Let us ignore, for the moment, the unlikelihood of a 6 million vote majority being overturned by a small change in the question, and just consider for a second the dozens and dozens of different forms of proportional and alternative voting systems. It does not matter whether we are talking about open lists, zipped lists, the D’Hondt method, supplementary votes or transferrable votes, every different version has its own passionate and committed band of dedicated enthusiasts. Some of them are highly reputable organisations and others are lonely obsessives blogging furiously in the privacy of their parents’ spare bedrooms. No matter who they are, it is simply not possible to argue that we should ignore the AV referendum result just because it did not propose precisely their preferred flavour of new voting system. That fundamentally misses the point. Not only did voters reject changing our tried and trusted first-past-the-post system, but they will take a very dim view indeed of the prospect of many further referendums in future as dozens of other organisations queue up to argue that the last poll did not propose precisely their particular favourite voting system and to demand yet another rerun with a slightly different question.
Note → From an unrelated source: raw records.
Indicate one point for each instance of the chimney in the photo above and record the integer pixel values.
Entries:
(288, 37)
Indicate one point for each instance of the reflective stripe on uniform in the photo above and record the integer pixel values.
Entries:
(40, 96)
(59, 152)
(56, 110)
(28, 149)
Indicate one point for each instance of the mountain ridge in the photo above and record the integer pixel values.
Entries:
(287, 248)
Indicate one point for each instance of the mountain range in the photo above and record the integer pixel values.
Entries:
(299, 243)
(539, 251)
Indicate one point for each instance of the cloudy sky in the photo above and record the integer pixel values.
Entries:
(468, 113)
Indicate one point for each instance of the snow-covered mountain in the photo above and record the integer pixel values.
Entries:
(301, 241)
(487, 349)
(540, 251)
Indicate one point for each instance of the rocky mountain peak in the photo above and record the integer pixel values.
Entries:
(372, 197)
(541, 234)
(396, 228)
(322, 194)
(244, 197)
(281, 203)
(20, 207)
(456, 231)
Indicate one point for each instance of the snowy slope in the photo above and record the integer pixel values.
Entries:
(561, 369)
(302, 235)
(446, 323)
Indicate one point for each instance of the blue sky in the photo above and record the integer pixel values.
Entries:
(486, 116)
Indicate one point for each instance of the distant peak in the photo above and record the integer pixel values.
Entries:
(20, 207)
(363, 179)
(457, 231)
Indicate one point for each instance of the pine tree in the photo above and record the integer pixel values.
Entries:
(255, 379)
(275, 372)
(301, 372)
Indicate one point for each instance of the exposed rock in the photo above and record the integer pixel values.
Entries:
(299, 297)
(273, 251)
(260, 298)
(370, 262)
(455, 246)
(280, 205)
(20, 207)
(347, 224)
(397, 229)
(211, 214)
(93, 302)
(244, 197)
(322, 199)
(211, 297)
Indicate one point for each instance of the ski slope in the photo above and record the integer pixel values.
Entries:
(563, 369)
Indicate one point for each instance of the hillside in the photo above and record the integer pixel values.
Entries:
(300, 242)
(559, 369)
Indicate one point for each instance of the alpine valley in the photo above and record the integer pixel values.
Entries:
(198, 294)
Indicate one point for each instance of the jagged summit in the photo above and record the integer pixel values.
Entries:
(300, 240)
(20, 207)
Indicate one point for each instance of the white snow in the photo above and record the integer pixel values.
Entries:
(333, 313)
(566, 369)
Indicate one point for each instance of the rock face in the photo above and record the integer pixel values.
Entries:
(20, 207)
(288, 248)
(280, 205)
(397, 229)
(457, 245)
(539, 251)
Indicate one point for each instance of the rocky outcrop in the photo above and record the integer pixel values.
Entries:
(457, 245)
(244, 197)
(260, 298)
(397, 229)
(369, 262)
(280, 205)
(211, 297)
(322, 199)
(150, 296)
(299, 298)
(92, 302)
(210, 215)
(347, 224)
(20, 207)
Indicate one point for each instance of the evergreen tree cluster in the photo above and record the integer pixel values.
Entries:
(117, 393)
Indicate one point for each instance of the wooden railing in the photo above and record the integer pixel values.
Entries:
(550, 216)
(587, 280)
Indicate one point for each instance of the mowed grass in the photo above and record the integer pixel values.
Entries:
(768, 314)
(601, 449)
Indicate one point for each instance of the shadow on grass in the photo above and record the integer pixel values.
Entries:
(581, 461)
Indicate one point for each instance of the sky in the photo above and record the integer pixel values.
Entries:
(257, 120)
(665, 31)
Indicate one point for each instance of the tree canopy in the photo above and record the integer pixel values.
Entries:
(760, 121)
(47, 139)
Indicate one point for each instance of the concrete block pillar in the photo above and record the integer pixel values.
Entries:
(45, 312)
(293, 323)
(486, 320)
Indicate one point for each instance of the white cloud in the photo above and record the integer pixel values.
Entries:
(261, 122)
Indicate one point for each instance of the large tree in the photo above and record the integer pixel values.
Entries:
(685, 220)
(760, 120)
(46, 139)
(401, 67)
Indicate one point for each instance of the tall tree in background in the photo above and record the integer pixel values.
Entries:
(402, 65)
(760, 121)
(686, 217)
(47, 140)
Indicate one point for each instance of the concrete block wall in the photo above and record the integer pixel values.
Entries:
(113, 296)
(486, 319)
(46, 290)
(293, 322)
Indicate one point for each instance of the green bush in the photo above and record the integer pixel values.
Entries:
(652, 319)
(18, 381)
Even worse, this Bill comes at a time when a large proportion of the population is far more concerned about the much more recent EU referendum where there was a narrower—although still decisive—majority verdict. I am not alone in getting hundreds of emails from people who do not like the result of the EU vote and are loudly demanding a rerun, a vote in Parliament, a lawsuit, anything in fact, to change the result. By telling people they can ignore the results of the even more decisive AV referendum in 2011, this Bill would implicitly encourage people to believe that they can ignore the result of the EU referendum too, telling them, in effect, that if they stick their fingers in their ears and sing Beethoven’s “Ode to Joy” loudly enough, Brexit may not actually mean Brexit after all.

Our democracy is already pretty fragile, with trust in politics and politicians, and election turnout, already worryingly low. I cannot think of anything more calculated to stoke the fires of anti-political anger than acting as if the will of the people, clearly expressed in not just one but two separate referendums on different issues, might not be democratically binding or sovereign after all.

So please, Mr Speaker, enough already. This Bill ignores the repeatedly expressed democratic will of Parliament, which has already rejected lowering the voting age many times over the past year, and it ignores a thumping referendum verdict against changing the voting system in 2011 as well. We are about to abolish an entire layer of proportionately elected representatives when we get rid of MEPs as we leave the EU. Now is not the time to replace them with something else. The people have spoken and even though I understand and respect the fact that the answer is not to the hon. Lady’s liking, I urge her please to respect its democratic power and to leave the issue alone for a long, long time.

Question put (Standing Order No. 23).